OpenSSH solaris: bad return code after exec of remote command
Matthew Seaman
matthew.seaman at tornadogroup.com
Wed Oct 10 20:09:17 EST 2001
David Batterham wrote:
> I am using openSSH (now 2.9.9p2, but prob occurs in 2.9p2 also) to execute
> commands on a remote machine which outputs data to stdout then pipes it to
> another invocation of ssh which connects back to the first machine in the same
> way, where it starts a program to read and store the output from the command on
> the second machine. I am using the "command" option in the keys file to force
> execution of a particular command when that key is used for authentication.
>
> My problem is this. The remote ssh returns an error code of 255 (using echo $?),
> or (-1 in the debug), despite the command executing successfully. about 5-10% of
> the time it returns 0. In all cases it "appears" the command completed
> successully, and is simply an issue of ssh failing to close the channel cleanly.
> My guess is that one side is closing before the other acknowledges and therefore
> thinks the channel has been prematurely terminated.
>
> My questions are: How sure can I be that I am indeed getting all data from the
> pipe? How can I accurately determine the exit status of the command (ufsdump)

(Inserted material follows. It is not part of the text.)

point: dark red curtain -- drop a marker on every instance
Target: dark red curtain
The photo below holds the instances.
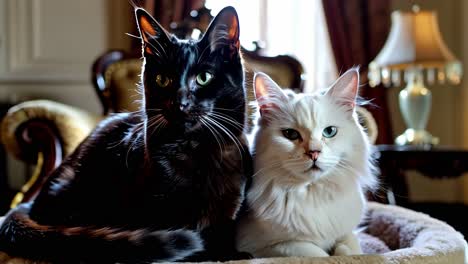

> which is piping data into ssh, regardless of ssh's exit status ? Has anyone else
> seen this problem and/or resolved it ?
Damn. Synchronicity or what. We've just been struggling with a similar
problem and I was just about to post a bug report when I saw this
message.
What we've been able to determine:
You'll always get a failure exit code from ssh if the following three
things are true:
i) SSH2 protocol
ii) Using a forced command
iii) No stdin on the client --- ie. using `ssh -n' or
`ssh host commands </dev/null'.
Work around is to use rsa1 keys and SSH1.5 protocol.
Verified using OpenSSH 2.3.0p1, 2.9p1, 2.9.9p2 on Solaris 8. We'll be
glad to supply more detailed debugging output or whatever on request.
Matthew
--
Matthew Seaman 01628 498661
Abeo, abeo, abeo, actum est, comites!